To combat some of these issues, Valence Health created an analytics-based product portfolio that provides a turnkey HMO solution capable of administering the financial, actuarial, data analysis, claims payments, customer service, and medical management functions of provider-sponsored health plans across the U.S. This allows groups of doctors and hospitals to come together in a clinical integration practice that allows them to collectively negotiate enhanced reimbursements from healthcare plans, something the FTC won’t allow them to do on their own. This provides a foundation for doctors to negotiate reimbursements based on quality of service and outcomes (instead of having to rely on the quantity of services to reach a profitable reimbursement level). This makes much more sense than a strictly-defined per-service fee as a cured patient will not generate future healthcare costs and is more beneficial to the insurer than a provider who keeps treating the patient indefinitely to cover the costs of having a patient. In addition, the meaningful data that can be pulled from the disparate information systems of various healthcare providers allow these providers to not only define a standard quality of care, but measure it against the benchmark. For the first time, many of these doctors and hospitals can move away from a fee-for-service reimbursement mindset, monitor their population, and measure the quality of care — which is a first step to overcoming many of the flaws of the current U.S. healthcare system. Using technology, Valence Health not only mastered the use of technology in its operations, but disrupted the health-care market.

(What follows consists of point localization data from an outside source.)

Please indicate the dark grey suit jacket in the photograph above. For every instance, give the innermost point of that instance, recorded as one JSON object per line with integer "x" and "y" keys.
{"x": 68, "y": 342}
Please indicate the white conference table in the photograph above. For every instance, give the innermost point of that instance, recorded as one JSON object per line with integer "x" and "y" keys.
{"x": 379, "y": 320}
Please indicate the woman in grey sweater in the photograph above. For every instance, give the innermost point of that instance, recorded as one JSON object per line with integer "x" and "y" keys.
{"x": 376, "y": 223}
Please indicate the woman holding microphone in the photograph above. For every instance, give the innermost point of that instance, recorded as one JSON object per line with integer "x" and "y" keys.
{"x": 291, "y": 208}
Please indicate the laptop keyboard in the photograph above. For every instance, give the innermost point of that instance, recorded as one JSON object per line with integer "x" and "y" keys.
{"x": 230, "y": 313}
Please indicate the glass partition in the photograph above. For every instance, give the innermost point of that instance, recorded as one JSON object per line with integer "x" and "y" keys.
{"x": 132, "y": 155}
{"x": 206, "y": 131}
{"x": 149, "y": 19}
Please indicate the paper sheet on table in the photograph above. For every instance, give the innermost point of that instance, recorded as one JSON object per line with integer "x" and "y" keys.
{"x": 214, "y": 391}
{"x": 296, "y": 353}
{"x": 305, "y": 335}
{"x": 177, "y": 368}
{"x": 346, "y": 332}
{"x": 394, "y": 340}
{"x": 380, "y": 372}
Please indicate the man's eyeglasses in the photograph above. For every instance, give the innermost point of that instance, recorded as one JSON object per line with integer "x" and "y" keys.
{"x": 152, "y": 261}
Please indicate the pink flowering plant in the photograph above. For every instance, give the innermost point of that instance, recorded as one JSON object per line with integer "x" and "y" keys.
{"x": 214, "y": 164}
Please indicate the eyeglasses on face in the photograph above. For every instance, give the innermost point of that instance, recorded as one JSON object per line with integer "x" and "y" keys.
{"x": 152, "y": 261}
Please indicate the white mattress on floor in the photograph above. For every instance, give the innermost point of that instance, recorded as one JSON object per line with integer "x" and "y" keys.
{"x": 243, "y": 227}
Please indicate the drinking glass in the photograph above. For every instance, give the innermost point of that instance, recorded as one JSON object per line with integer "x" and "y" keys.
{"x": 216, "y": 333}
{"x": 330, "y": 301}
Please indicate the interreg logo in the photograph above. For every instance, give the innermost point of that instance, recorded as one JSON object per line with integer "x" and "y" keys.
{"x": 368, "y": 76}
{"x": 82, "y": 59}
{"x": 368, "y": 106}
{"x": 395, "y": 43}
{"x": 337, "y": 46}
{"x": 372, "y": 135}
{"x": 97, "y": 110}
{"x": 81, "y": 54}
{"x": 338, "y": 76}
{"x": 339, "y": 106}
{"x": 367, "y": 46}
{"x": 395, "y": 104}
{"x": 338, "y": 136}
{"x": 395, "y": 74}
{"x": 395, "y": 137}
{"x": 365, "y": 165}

And this is only one of the many examples of the innovative uses of technology that Vinnie chronicles in his latest tome. Many disrupted and made new markets, when the companies weren’t even looking, and all of them improved operations and customer service. If more companies followed the practices described in this book, maybe it wouldn’t be the case that I’m lamenting that, for the most part, Customer Service Has Gone To Hell in the average organization.

Vinnie starts the book off by quoting Led Zeppelin who always said that this is a song of hope before they performed Stairway to Heaven and it really is a book of hope. It shows that, with dedication and perseverance, companies can use technology to innovate products and operations and take themselves, and their customers, to a new level. Let’s hope that more than a handful of company leaders pick up the book and actually read it — cover to cover — as it is filled with insights well beyond the dozens of deep case studies and hundreds of success story references that it contains.